We would suggest integrating some of the supplementary figures, like Supplementary Figure 6, into the main text. This could enhance the reader's understanding of the electrostatic interactions in RNA-ligand binding and the significance of Ring A's positive charge in identifying binding pockets.
Additionally, we suggest exploring alternative feature selection methods such as SHAP or Markov trees. These could potentially capture more nuanced, nonlinear interactions that might be missed by a linear selection method like LASSO.
Minor Revisions:
In the introduction, we suggest that the authors clarify the importance of preventing deep hydrophobic binding pockets in a pharmaceutical context. We suggest a more streamlined discussion of coumarin derivatives and their therapeutic potential for SARS-CoV-2.

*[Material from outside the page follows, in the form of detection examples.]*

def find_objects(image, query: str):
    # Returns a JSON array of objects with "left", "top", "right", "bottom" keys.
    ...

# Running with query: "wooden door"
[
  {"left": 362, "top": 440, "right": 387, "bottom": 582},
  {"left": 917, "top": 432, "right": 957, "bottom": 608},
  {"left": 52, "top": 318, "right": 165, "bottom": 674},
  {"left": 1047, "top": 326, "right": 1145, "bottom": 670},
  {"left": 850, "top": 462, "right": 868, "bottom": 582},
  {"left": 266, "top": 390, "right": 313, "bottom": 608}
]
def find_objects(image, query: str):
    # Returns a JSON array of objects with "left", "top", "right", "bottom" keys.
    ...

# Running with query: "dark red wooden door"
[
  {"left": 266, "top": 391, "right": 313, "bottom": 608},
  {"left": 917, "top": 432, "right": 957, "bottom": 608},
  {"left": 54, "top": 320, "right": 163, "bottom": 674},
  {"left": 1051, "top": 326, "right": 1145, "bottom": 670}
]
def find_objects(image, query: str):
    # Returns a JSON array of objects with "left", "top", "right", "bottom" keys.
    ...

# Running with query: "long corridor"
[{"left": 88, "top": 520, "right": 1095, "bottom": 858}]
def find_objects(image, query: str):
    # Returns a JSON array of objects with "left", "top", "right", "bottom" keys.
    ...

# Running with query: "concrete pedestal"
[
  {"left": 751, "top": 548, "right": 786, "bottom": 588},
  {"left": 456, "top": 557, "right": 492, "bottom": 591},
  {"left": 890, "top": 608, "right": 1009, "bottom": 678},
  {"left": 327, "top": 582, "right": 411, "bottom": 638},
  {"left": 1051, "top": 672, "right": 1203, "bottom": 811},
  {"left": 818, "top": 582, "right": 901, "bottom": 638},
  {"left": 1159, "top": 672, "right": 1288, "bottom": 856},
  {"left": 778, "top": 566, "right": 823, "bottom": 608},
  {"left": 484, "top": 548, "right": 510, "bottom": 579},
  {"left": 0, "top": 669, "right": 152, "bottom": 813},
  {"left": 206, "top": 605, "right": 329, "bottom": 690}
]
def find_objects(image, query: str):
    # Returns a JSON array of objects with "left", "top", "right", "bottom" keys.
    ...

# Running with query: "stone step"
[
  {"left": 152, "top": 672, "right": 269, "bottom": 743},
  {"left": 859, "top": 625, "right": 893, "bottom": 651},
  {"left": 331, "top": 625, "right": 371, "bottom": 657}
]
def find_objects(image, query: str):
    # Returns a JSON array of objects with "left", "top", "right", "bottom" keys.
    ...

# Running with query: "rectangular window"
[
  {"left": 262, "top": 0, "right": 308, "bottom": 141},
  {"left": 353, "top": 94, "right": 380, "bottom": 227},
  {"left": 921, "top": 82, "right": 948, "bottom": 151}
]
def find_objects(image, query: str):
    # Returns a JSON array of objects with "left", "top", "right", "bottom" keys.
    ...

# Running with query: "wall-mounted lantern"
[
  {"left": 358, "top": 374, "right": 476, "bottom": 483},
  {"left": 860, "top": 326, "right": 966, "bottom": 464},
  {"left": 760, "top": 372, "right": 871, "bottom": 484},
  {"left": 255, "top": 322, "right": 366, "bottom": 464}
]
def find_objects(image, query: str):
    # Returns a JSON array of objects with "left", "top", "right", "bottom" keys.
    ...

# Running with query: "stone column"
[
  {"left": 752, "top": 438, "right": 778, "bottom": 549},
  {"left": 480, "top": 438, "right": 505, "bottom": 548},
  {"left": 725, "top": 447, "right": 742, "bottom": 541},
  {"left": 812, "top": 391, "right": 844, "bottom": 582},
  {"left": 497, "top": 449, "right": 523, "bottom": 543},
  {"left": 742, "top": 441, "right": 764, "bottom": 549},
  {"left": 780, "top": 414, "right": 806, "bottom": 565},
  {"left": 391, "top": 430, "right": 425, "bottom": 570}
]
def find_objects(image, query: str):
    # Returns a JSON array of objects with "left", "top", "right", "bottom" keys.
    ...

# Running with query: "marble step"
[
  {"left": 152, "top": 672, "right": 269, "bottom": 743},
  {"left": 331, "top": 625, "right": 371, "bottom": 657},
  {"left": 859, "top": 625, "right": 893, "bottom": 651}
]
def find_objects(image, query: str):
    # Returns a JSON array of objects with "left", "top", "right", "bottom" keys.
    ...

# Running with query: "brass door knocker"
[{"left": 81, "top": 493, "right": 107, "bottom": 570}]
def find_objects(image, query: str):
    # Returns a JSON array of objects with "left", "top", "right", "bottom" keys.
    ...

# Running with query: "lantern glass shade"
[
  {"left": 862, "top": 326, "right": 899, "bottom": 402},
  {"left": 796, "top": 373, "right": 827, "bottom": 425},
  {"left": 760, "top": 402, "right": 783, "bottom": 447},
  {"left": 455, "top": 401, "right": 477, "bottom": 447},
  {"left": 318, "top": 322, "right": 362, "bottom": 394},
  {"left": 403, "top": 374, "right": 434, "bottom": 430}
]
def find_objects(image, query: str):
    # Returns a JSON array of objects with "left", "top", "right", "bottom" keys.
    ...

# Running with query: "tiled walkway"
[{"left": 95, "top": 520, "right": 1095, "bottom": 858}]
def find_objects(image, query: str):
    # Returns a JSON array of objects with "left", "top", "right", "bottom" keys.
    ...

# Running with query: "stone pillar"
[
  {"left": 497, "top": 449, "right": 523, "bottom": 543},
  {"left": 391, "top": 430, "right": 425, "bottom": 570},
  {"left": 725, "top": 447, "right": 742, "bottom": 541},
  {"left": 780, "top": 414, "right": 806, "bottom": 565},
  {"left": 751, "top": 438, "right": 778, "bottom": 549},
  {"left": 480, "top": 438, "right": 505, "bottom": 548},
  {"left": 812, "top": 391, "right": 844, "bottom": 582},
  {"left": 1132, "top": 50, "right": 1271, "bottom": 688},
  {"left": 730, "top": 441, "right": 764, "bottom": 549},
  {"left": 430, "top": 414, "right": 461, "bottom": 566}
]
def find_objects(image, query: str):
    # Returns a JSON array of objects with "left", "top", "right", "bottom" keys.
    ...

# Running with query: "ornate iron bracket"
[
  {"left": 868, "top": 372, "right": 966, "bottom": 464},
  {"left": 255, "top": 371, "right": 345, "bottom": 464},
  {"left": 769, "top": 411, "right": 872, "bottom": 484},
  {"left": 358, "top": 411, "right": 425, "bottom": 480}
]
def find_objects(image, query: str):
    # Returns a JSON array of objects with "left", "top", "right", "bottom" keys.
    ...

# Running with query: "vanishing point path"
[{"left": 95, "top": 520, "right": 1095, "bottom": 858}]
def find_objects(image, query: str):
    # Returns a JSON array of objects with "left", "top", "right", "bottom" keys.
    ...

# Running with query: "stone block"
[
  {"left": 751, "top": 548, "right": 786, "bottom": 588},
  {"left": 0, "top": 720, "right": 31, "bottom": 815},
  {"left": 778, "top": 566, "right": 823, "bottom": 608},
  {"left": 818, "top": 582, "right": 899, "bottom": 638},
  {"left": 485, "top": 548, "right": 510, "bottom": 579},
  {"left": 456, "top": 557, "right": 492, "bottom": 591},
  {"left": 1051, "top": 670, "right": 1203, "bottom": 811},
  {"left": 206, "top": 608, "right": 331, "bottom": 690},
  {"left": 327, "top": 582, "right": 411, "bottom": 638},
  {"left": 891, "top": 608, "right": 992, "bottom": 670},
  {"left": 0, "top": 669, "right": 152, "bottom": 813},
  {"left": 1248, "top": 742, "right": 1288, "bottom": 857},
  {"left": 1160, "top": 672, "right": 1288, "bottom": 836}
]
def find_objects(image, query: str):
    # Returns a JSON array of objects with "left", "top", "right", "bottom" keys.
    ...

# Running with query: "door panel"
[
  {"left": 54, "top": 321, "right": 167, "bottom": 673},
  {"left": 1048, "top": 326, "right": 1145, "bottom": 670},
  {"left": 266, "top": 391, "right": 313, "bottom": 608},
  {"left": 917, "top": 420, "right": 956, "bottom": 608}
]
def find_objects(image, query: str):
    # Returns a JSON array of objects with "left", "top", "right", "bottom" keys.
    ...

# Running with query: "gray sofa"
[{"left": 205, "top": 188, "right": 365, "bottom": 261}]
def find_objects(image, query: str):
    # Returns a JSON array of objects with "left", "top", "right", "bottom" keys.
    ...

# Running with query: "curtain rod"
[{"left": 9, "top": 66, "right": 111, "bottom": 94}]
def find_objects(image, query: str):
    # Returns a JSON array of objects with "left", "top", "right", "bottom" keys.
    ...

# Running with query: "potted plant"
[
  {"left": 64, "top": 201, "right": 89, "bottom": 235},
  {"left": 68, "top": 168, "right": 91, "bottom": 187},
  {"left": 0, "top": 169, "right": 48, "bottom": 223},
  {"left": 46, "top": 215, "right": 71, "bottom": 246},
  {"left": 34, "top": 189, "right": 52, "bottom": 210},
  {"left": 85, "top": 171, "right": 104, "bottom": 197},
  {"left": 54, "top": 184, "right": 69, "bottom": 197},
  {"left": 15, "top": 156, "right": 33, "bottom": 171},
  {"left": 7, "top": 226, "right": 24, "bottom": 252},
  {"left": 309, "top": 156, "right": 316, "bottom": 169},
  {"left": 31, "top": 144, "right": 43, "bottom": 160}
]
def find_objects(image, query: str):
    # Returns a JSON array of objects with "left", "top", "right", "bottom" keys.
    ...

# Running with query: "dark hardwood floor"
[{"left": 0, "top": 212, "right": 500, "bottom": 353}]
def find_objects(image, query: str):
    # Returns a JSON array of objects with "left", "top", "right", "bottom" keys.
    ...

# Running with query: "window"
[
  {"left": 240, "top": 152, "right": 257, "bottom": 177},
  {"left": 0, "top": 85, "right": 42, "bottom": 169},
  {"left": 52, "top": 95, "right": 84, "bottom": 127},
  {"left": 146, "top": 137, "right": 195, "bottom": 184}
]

We suggest the authors add “computationally” to “synthesized a collection…” for clarification in the text caption for Fig. 1A. We also suggest describing the principles and significance of using the fluorescence polarization assay to better justify the methodology.
We suggest in Fig. 2D that the the graphs’ y-axes should be scaled the same and these curves should be labeled for “GA-rich” and “G” for clarity and not just the affinity values.
For Fig. 3A, we suggest the legend be enhanced and add a scale bar for clarity. For 3D, the yellow, grey, and orange lines are not quite stark enough to differentiate. If there is significance to the groove being highlighted yellow, we also suggest listing this in the caption.
If 4E is meant to show the same helical substrate as 3D, we suggest orienting them in the same direction and to better highlight differences. We suggest labeling “C12” for uniformity in 4E.
Competing interests
The authors declare that they have no competing interests.